I. The State's Introduction of Other Acts Evidence.
¶9 We first analyze the admissibility of other acts evidence offered by the State to rebut Miller's defense of entrapment. We conclude that such evidence was properly admitted by the circuit court.
A. Standard of Review.
¶10 We review a circuit court's admission of other acts evidence under an erroneous exercise of discretion standard. State v. Marinez, 2011 WI 12, ¶17, 331 Wis. 2d 568, 797 N.W.2d 399. The proper exercise of discretion contemplates that the circuit court explain its reasoning. State v. Payano, 2009 WI 86, ¶51, 320 Wis. 2d 348, 768 N.W.2d 832. Here, the parties agree that the circuit court did not explicitly analyze each required step regarding the admissibility of this other acts evidence. As a result, we are required to independently review the record “to determine whether [the record] provides an appropriate basis for the circuit court's decision.” State v. Hunt, 2003 WI 81, ¶34, 263 Wis. 2d 1, 666 N.W.2d 771.
B. Entrapment.
¶11 Miller conceded at trial that the central controversy was not whether Miller committed the elements of the crime charged but, instead, whether he was entrapped. Our analysis of both the admissibility of the other acts evidence and the newly discovered evidence, below, necessarily involves the defense of entrapment, so we will now briefly summarize aspects of that defense.
¶12 “Entrapment is an affirmative defense which, for public policy considerations, comes into play to exonerate an accused only in circumstances where the accused would otherwise be found guilty because all elements of the crime have been proved beyond a reasonable doubt.” State v. Saternus, 127 Wis. 2d 460, 468, 381 N.W.2d 290 (1986). Entrapment is a defense to a charged crime when the “evil intent” and the “criminal design” of the offense originate in the mind of the government agent, and the defendant would not have committed an offense of that character except for the urging of the government. Id. at 469 (quoting State v. Hochman, 2 Wis. 410, 418, 86 N.W.2d 46 (1957) ). Wisconsin has adopted the subjective “origin of intent” doctrine rather than an objective test. Id. This subjective test focuses on the reason for the defendant's state of mind which led to the intent to commit the crime; in other words, whether the government conduct affected or changed a particular defendant's state of mind. Id. at 470.

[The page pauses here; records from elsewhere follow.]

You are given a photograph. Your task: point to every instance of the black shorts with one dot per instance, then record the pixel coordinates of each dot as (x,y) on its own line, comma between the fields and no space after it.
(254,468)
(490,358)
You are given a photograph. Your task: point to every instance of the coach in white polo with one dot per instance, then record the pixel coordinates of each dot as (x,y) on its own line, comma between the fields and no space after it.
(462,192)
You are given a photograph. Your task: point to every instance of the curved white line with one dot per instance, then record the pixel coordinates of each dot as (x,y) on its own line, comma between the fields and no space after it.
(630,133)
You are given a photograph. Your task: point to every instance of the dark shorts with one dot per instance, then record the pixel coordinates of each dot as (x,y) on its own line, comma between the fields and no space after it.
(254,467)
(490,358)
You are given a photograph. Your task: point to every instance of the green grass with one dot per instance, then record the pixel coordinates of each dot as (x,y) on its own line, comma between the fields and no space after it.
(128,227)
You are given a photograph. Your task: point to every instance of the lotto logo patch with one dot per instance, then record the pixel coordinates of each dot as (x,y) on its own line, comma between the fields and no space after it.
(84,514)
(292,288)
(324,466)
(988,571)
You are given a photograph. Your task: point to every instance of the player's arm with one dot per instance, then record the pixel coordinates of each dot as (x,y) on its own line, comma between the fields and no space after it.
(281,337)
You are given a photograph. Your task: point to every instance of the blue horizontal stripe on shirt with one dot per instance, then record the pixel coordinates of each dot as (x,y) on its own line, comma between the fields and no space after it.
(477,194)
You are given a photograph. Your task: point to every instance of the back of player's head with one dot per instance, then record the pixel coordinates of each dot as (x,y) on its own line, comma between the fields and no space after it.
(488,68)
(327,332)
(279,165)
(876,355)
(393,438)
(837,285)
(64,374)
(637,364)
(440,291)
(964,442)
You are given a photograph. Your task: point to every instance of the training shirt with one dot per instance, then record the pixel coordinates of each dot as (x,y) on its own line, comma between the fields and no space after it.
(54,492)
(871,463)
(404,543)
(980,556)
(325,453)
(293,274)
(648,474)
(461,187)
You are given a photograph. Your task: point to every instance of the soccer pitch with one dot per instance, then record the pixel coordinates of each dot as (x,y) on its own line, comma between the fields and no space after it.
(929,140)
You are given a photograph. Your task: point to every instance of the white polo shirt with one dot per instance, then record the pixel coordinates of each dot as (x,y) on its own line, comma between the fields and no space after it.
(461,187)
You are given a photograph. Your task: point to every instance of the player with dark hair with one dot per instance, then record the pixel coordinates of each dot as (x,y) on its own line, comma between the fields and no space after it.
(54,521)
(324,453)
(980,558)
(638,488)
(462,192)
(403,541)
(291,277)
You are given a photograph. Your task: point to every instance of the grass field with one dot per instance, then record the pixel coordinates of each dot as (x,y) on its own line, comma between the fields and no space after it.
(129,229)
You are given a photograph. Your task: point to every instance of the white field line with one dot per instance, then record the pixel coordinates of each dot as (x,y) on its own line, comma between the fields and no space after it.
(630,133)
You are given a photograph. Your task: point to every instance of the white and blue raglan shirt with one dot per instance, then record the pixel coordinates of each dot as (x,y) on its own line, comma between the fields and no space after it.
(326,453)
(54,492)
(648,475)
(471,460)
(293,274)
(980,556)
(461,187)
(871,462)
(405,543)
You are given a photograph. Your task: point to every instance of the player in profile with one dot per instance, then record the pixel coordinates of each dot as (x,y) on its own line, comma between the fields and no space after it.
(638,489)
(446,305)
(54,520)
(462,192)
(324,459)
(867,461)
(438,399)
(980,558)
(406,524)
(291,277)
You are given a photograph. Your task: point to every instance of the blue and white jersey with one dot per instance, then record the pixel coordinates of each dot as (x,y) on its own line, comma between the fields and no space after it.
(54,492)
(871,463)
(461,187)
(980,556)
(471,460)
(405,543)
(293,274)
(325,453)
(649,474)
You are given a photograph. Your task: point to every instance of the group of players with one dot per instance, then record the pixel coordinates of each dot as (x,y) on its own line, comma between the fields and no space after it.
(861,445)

¶13 When a defendant raises the defense of entrapment, he or she is first required to prove by a preponderance of the evidence that he or she was induced by law enforcement to commit the crime. If the defendant cannot do so, the entrapment defense fails. State v. Pence, 150 Wis. 2d 759, 765, 442 N.W.2d 540 (Ct. App. 1989) (citing Saternus, 127 Wis. 2d at 480-81).
¶14 But, not every inducement by law enforcement leads to a finding of entrapment. “[T]he law permits law enforcement officers to engage in some inducement, encouragement, or solicitation in order to detect criminals.” State v. Hilleshiem, 172 Wis. 2d 1, 9, 492 N.W.2d 381 (Ct. App. 1992). As a result, entrapment is only established “if the law enforcement officer used excessive incitement, urging, persuasion, or temptation.” Id.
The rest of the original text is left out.